Satisfações ao concurso Sampa Foto Clube
[este texto refere-se ao concurso fotográfico entre os membros do Sampa Foto Clube (realizado internamente), ao qual fui convidado pelo seu diretor Rodrigo F. Pereira à participar da banca de jurados]Memorial Justificativo
Pra mim, fotografia não tem "se", nem "podia". O que está feito está pronto: o filho nasceu, está vivo e tem que ser cuidado e compreendido como ele é. Não vou ensinar a fazer outro melhor até aprender; a não ser que me paguem.
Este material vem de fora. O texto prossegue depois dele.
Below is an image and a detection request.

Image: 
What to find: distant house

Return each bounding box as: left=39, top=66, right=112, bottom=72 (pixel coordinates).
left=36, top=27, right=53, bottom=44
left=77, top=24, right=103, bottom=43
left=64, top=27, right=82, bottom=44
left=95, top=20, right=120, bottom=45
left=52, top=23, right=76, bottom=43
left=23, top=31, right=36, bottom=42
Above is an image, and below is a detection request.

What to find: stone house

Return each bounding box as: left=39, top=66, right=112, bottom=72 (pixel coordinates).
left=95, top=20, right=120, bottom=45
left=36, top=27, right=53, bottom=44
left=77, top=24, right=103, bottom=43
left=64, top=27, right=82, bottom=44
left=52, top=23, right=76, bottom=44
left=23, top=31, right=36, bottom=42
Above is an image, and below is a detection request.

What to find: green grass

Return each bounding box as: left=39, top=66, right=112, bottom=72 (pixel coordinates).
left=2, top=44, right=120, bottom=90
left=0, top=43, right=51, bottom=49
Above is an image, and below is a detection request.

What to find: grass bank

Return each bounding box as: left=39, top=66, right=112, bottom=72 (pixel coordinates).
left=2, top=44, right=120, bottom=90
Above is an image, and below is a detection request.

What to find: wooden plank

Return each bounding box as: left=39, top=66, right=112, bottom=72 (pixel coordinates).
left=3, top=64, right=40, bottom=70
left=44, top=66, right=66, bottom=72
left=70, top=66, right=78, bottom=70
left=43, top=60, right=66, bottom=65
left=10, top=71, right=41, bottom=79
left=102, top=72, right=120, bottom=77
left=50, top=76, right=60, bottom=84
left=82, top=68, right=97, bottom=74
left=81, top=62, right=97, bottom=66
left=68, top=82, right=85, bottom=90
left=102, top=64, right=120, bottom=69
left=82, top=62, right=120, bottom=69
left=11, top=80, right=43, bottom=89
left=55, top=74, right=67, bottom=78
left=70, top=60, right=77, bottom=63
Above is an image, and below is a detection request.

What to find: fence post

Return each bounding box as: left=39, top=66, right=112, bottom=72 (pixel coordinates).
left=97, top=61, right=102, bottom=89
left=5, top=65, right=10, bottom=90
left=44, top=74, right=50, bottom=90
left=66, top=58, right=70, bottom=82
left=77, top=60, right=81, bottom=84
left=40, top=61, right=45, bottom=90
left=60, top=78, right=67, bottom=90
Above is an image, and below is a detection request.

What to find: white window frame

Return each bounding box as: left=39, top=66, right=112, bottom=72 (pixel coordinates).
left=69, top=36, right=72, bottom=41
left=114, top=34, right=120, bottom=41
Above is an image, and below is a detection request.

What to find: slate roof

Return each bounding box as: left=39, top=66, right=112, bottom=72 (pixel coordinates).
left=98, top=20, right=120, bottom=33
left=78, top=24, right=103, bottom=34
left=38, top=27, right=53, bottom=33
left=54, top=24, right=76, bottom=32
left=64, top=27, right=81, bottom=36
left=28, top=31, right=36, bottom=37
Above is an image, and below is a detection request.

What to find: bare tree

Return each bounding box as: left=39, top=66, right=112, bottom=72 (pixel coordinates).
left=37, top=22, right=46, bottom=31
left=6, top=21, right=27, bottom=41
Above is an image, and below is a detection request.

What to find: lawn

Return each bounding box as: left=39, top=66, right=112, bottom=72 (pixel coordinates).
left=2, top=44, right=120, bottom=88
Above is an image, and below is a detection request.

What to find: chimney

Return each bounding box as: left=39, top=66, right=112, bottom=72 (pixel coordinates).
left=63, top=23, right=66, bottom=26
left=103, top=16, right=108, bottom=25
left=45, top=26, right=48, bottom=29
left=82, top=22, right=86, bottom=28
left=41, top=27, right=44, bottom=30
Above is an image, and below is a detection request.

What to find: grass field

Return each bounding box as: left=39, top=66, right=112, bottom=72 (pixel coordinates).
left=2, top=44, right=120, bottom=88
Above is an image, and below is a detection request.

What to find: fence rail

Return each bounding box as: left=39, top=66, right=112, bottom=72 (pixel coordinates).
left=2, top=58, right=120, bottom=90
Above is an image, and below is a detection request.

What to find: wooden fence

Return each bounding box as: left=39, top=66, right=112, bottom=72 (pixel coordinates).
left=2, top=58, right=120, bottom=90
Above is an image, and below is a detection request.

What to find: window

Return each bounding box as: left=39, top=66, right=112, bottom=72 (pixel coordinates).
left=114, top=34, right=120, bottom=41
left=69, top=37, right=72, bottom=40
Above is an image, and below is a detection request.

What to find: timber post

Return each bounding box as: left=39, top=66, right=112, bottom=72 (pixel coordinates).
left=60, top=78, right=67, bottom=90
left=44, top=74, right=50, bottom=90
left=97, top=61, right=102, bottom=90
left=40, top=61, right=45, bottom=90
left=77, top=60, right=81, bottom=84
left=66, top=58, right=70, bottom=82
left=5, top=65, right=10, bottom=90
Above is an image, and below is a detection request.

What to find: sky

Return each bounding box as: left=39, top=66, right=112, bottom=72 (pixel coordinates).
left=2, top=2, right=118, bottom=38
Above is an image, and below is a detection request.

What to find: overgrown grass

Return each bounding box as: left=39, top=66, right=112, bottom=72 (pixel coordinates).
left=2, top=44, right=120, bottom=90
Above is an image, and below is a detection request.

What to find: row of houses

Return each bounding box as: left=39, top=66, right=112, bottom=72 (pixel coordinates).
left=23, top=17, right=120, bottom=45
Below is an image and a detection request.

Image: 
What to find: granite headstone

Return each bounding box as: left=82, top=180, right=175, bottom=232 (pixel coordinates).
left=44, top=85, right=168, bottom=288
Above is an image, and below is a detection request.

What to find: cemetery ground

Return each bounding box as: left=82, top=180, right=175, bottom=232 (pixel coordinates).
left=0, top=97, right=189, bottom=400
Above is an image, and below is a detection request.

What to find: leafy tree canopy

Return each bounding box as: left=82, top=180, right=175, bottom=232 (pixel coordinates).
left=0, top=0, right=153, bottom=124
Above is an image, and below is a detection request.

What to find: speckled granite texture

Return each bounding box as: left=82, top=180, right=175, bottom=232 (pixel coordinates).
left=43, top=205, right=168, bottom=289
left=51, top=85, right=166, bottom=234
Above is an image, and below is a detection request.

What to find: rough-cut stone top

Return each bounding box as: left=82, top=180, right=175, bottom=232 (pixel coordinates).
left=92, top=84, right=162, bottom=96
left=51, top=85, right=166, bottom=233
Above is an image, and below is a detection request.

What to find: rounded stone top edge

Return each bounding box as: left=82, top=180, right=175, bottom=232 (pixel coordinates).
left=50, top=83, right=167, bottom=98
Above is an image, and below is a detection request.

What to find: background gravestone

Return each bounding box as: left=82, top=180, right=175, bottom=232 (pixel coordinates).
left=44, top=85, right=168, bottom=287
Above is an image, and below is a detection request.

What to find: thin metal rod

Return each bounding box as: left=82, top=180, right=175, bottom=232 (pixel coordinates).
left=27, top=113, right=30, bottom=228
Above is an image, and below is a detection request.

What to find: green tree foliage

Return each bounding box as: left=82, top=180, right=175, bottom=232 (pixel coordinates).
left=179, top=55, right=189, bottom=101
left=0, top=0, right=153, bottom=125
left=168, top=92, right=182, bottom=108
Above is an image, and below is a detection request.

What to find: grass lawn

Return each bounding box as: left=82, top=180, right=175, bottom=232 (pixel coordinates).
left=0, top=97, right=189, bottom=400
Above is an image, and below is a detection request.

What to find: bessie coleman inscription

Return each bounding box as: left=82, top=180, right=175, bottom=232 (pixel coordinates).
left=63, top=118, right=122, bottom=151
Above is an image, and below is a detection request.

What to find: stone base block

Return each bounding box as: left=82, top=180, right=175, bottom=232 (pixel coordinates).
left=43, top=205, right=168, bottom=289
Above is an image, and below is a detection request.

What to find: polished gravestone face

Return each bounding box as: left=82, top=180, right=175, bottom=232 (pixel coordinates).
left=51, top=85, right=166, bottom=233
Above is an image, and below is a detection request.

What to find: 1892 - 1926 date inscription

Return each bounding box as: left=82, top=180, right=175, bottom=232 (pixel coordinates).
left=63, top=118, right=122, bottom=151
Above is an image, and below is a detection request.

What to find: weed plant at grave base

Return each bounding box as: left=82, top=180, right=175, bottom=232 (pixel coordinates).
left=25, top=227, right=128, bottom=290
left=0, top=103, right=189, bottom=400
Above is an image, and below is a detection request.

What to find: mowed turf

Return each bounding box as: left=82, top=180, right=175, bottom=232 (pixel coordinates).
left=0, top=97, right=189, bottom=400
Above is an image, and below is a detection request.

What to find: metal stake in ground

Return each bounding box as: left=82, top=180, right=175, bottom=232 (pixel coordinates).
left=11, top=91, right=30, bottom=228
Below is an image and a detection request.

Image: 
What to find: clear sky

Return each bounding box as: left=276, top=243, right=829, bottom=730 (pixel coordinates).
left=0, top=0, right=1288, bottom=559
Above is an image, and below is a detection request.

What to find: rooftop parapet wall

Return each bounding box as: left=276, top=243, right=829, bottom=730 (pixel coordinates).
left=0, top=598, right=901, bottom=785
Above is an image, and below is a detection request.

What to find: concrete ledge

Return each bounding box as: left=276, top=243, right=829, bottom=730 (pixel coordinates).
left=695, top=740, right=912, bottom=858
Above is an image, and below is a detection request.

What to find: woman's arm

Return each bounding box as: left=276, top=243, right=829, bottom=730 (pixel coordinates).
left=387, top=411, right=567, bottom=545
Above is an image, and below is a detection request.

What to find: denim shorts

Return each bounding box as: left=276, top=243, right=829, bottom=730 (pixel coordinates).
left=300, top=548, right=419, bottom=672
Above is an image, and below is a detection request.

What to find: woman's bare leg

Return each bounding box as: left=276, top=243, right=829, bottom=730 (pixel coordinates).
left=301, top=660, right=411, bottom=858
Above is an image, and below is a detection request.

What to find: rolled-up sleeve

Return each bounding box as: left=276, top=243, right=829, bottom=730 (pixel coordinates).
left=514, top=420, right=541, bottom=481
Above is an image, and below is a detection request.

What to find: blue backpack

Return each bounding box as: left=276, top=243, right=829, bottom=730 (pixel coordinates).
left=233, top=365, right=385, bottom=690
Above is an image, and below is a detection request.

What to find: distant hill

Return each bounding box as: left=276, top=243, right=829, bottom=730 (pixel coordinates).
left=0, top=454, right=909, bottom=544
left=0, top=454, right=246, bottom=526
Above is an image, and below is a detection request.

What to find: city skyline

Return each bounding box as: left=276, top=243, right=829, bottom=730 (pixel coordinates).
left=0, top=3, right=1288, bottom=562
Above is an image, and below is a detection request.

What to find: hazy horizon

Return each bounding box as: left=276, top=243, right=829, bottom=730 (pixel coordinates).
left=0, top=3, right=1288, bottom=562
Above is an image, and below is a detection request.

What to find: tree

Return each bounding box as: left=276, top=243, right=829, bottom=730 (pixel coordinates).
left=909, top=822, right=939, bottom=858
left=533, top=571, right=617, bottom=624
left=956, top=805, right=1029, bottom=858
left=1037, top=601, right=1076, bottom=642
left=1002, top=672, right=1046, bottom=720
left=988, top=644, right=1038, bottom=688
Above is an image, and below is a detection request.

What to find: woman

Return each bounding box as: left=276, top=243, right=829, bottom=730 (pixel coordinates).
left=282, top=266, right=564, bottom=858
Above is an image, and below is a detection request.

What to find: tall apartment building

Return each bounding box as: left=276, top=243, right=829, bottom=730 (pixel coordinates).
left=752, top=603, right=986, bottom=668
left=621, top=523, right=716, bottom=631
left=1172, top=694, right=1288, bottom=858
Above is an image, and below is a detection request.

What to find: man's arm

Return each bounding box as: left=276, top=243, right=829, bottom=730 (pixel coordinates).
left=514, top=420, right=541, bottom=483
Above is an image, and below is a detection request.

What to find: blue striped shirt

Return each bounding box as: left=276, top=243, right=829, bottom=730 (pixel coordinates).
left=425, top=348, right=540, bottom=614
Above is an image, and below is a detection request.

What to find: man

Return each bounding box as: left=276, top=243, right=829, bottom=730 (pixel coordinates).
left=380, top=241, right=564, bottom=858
Usei critério cruel de eliminação: quando no meu entender a fotografia não atendeu ao tema "São Paulo por outros ângulos" ela foi desclassificada digitando a letra D (pra não doer muito). Não comentei tom, cor, se a nitidez foi obtida por resolução ou acutância, se faltou isso ou sobrou aquilo: ou funciona, ou não. Nota 10 ou nota 5 (com apenas uma honrosa excessão pra desopilar, permitam-me a incongruência obtusa).
Não procurei pêlo em ôvo, enxergo as imagens pelo figado, acho, assim não tenho idéia do que possa significar "Adequação técnica, Composição, Originalidade", usei só o "Critérios pessoais do avaliador". Geralmente não sou fácil de enganar, truques & artimanhas estétiticas de galinha não me impressionam, mas sempre notei que mesmo quando a falta de imaginação impera no fotógrafo algo vem não sei de onde e atira o apertador de botão num reino pra onde ele nem comprou passagem nem aprendeu as 1 ou 2 palavras básicas (palavrões) no manual de boas maneiras fotogênicas dos foruns brazucas. Esse acaso é belo e bom, e faz a diferença.
Aceitei a identificação do fotógrafo (pelo "estilo" reconhecível, talento para títulos ou pela marca d'água) pois não conheço ninguém daqui, além do chefe Rodrigo que me prometeu 1000 mulheres ligeiramente virgens e 01 café. Minhas opiniões podem ser revistas e atualizadas hoje mesmo, espero que ninguém com a cabeça no lugar permita.
O que eu gostaria mesmo era ver todas as fotos jogadas na mesa, com todos falando ao mesmo tempo, bebendo e rindo, osmoticamente compreendendo, assimilando sem aprender. Brigando com os jurados, jurando morte, ameaçando represálias, desrepresando antipatias, pedindo o cartão do advogado, planejando a pescaria, trocando lentes M42, doando câmeras velhas. Falar de foto aqui é angustiante, não pela falta de retorno, mas pelo silêncio gritado pelos saturados fótons. Quem sabe numa próxima.